Il secondo riferimento noto alla mitologica trota impellicciata ci giunge da una lettera scritta da un immigrante scozzese in Canada nel XVII secolo. L’uomo, le cui generalità restano ignote, scrisse ai suoi parenti che in Canada c’era abbondanza di «furred animals and fish» (pesci e animali pelosi). A riprova, dicono alcune versioni della storia, spedì un esemplare alla sua famiglia. In questa storia mancano i riferimenti esatti, nomi, luoghi, date precise e quindi essa appare una leggenda metropolitana nella migliore delle ipotesi. Ma anche a voler pensare che la storia sia vera, siamo in presenza di un problema grammaticale più che di uno zoologico. Come grammatica inglese vorrebbe, manca infatti una virgola dopo “animals”, che renderebbe la frase “furred animals, and fish”, che ha molto più senso sia logico che grammaticale. In pratica la versione ittica della famosa frase “The panda eats, shoots, and leaves” (Il panda mangia, spara e se ne va) contro la corrispondente frase sprovvista di virgole “The panda eats shoot and leaves” (Il panda mangia germogli e foglie). Potere criptozoologico della punteggiatura.

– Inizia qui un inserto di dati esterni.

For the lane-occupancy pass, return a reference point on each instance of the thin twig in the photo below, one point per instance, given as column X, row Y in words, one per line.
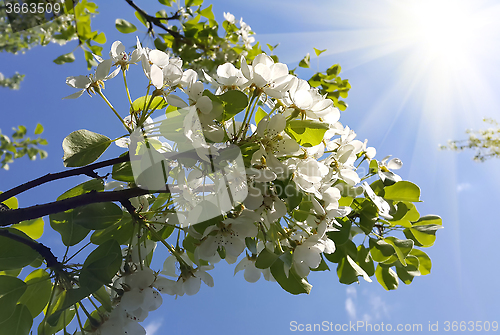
column 12, row 216
column 86, row 170
column 43, row 250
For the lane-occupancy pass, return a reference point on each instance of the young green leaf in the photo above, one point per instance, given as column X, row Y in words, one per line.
column 83, row 147
column 38, row 292
column 125, row 27
column 11, row 289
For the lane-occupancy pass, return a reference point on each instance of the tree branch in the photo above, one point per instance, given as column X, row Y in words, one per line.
column 86, row 170
column 153, row 20
column 13, row 216
column 43, row 250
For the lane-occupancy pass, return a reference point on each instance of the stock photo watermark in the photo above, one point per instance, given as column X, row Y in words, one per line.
column 363, row 326
column 26, row 14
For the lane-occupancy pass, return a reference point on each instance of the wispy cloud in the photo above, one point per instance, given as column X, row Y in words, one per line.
column 153, row 327
column 373, row 308
column 350, row 304
column 463, row 186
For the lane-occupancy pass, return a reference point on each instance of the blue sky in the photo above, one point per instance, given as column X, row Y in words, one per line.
column 415, row 85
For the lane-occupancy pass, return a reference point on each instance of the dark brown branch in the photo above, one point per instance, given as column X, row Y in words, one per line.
column 13, row 216
column 86, row 170
column 44, row 251
column 153, row 20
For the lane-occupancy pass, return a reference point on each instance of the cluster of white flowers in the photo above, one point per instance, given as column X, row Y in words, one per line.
column 279, row 164
column 138, row 297
column 244, row 31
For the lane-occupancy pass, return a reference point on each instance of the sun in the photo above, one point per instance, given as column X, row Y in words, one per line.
column 444, row 34
column 439, row 28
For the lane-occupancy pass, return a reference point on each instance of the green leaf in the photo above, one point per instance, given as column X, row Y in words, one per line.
column 291, row 283
column 37, row 295
column 207, row 12
column 38, row 129
column 157, row 102
column 380, row 250
column 88, row 186
column 120, row 232
column 11, row 289
column 265, row 259
column 322, row 265
column 342, row 235
column 100, row 38
column 190, row 3
column 97, row 216
column 234, row 101
column 318, row 52
column 33, row 228
column 141, row 19
column 66, row 58
column 71, row 233
column 123, row 172
column 424, row 235
column 402, row 247
column 307, row 133
column 12, row 202
column 83, row 147
column 13, row 254
column 365, row 261
column 65, row 301
column 410, row 271
column 333, row 70
column 58, row 323
column 342, row 251
column 424, row 261
column 124, row 26
column 12, row 273
column 402, row 191
column 19, row 323
column 423, row 231
column 259, row 115
column 348, row 271
column 387, row 277
column 306, row 61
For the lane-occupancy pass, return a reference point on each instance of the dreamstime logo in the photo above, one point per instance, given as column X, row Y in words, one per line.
column 171, row 154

La storia della trota pelosa si spostò quindi negli USA, dove è tuttora molto popolare e fonte di innumerevoli avvistamenti, bufale, pesci di aprile etc. Una popolare versione dell’origine della trota pelosa, raccontata da Sandy E. Schlosser, una esperta di folklore americano, sostiene che la storia risalga al 1870 circa e abbia origine a Salida in Colorado, lungo il fiume Arkansas, una cittadina mineraria dove pare la calvizie fosse piuttosto diffusa. Secondo il folklore, un venditore del Kentuky di lozioni per far ricrescere i capelli si diresse verso la cittadina per business, ma arrivatovi inciampò e quattro bottiglie (o due, a seconda della versione) caddero nell’acqua del fiume. Le trote pelose cominciarono ad apparire subito dopo e, secondo la leggenda, per pescarle i minatori non dovevano far altro che avvicinarsi all’acqua e far finta di essere barbieri portando con sé i caratteristici pali bianchi e rossi e le forbici: le trote sarebbero saltate fuori dall’acqua nella speranza di essere rasate.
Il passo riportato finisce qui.